Today, the Constitution of the 4th Republic places no limit on the number of MPs (constituencies); we started with 200 in 1993, we are now at 275. (Expect the EC to jack up the numbers once the census is completed and Election 2024 is around the corner.)
And, unlike what we had under the 69 Constitution, our MPs are now paid as full-time, salaried public officers, though they still draw allowances for committee sittings, which activity is, of course, an intrinsic part of an MP’s job description the world over.
By a little-known amendment to the Constitution adopted by a supermajority vote of Parliament in 1996 (a Rawlings gift to the MPs as the term of the 1st Parliament was coming to an end), MPs are also entitled to a ”gratuity”, otherwise known as ESBs–and to a so-called car “loan”–ONCE EVERY FOUR YEARS, even if they win re-election to Parliament multiple times.
On top of all this, our full-time MPs remain free, with the nominal permission of the Speaker, to carry on with their private professional and other pecuniary pursuits, including running or owning businesses that win contracts from and do business with the Government.
And those among them who find favour with the President but do not get chosen as Ministers, can–and often do–get appointed to state corporate boards, from which they draw sweet allowances and perks.
Some of the lawyers among our MPs also continue with their private legal practice, appearing in court in some instances to represent their private clients, even in cases against the same State they presumably work for full-time.
So, how exactly are our MPs working for us full-time as MPs? And what have they done for us lately?
Note that, every single international commercial transaction or agreement we have entered into in the 4th Republic, including those that have led to breaches and judgement debts, was once approved by our MPs in Parliament!
How many bad deals have our Parliament saved us from since 1993? How many scandals have they unearthed through oversight?
How many findings and recommendations contained in Auditor-General’s Reports have our MPs caused to be implemented?
How many billions of cedis or dollars have our MPs saved us since 1993? Indeed, is our Parliament, as currently designed and operating, capable of saving us much at all? I doubt it.
Well, this is the kind of Parliament and MP the 4th Republican (1992) Constitution has wrought. And this is only a small slice of it. It does not get better.
Frankly, other than the Constitution of the First Republic, this constitution is, from a governance and People-centered perspective, easily the worst constitution in our political history.
It is also the most profligate, in the sense that it invites wasteful growth in the size of government and in public expenditures. No wonder it has both attracted and spawned a political class in its own image.
The 1992 Constitution has lasted longer than all the rest only because We the People are tired of and reject coups and the disruption and retrogression they bring and entail.

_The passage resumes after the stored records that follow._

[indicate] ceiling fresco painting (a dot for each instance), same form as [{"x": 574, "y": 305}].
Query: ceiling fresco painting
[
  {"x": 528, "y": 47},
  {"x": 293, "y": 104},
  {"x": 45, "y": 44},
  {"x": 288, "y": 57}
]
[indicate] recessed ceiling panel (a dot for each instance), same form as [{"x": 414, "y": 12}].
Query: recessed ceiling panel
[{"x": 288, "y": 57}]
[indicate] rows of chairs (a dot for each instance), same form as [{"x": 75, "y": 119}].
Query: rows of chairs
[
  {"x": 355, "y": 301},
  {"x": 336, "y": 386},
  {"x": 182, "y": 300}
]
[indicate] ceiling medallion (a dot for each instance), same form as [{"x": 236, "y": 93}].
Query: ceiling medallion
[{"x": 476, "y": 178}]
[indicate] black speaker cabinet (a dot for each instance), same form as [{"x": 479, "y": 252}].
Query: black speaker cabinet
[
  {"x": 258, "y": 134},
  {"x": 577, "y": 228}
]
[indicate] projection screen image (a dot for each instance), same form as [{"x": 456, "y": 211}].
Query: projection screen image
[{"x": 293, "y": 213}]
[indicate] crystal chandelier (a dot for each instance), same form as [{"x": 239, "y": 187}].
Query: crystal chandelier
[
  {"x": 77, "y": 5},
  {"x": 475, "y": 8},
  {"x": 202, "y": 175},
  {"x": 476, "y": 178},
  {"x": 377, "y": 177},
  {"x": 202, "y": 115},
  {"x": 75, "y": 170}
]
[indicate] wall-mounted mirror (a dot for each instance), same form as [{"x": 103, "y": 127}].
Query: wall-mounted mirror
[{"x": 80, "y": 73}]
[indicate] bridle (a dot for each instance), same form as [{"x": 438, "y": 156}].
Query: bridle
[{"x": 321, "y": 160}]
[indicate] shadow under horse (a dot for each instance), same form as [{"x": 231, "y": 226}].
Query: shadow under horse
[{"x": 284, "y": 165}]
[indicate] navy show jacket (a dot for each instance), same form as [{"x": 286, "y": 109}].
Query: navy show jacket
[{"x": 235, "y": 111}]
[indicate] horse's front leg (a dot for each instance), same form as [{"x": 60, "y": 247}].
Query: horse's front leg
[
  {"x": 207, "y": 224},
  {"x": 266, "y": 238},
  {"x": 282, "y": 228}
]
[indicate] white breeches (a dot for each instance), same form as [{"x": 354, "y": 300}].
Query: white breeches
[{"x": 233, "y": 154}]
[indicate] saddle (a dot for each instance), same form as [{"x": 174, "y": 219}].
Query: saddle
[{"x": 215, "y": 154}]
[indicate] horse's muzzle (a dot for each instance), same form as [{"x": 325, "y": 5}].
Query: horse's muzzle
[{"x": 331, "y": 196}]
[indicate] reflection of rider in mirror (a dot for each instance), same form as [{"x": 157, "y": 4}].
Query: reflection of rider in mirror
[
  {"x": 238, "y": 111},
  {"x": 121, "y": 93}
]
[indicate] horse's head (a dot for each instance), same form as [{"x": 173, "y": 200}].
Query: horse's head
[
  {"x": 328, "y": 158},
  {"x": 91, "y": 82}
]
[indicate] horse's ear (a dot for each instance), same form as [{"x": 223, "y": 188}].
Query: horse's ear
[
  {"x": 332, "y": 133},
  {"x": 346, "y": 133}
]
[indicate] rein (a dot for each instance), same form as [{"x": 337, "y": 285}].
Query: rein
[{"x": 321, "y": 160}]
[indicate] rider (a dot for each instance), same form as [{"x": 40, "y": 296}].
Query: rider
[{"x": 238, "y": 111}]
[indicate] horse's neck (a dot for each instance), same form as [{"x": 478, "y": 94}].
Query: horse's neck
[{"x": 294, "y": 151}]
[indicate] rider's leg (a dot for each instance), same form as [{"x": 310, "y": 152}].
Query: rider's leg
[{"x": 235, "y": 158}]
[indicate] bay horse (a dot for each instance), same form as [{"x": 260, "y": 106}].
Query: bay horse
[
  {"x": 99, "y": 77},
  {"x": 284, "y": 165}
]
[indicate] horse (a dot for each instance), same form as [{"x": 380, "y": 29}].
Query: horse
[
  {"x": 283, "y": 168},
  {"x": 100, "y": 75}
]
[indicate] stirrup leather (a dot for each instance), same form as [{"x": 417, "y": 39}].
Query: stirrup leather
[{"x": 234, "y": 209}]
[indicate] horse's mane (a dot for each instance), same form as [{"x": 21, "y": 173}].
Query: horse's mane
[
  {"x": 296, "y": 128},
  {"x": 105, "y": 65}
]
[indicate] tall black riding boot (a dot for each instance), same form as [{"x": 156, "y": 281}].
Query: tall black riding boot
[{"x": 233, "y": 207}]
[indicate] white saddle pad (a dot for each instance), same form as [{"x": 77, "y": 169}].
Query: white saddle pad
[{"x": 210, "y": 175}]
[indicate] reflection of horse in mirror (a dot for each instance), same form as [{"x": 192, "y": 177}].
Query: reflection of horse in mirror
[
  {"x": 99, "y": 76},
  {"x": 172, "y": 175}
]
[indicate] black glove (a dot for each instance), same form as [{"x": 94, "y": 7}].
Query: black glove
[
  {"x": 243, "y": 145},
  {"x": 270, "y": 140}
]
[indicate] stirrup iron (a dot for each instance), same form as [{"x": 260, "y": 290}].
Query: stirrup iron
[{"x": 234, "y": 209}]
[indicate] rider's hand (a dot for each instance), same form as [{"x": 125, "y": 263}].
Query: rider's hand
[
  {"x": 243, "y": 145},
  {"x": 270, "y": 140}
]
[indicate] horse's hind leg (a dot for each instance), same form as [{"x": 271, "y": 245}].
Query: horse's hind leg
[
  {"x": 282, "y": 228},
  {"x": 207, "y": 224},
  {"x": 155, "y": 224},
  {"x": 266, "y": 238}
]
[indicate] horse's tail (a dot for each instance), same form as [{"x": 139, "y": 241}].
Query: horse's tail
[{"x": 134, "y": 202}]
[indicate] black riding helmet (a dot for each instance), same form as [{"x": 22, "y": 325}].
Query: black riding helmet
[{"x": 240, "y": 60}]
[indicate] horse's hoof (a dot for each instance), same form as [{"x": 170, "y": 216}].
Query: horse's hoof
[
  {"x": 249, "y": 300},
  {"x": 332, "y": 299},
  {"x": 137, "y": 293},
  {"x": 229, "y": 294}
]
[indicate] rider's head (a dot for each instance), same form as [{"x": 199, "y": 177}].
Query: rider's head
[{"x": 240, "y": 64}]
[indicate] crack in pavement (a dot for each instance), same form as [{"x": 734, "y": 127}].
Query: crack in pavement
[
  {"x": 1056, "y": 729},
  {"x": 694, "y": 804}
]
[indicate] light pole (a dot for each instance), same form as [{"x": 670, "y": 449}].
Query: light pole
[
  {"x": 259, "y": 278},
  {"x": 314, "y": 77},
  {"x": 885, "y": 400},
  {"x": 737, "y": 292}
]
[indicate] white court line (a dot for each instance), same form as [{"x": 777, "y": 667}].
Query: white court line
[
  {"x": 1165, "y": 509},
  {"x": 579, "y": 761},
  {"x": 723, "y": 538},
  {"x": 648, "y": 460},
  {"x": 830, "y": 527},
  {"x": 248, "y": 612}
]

The longevity of this constitution is not because there is something intrinsically superior or great about the constitution itself; there isn’t at all.
But this should not mean we must continue to put up with whatever is served us in the name of the constitution.
Time to fix the constitution in the many places where it is irredeemably broken.
The writer, Professor Henry Kwasi Prempeh, is the Executive Director of the Centre for Democratic Development-Ghana (CDD-Ghana).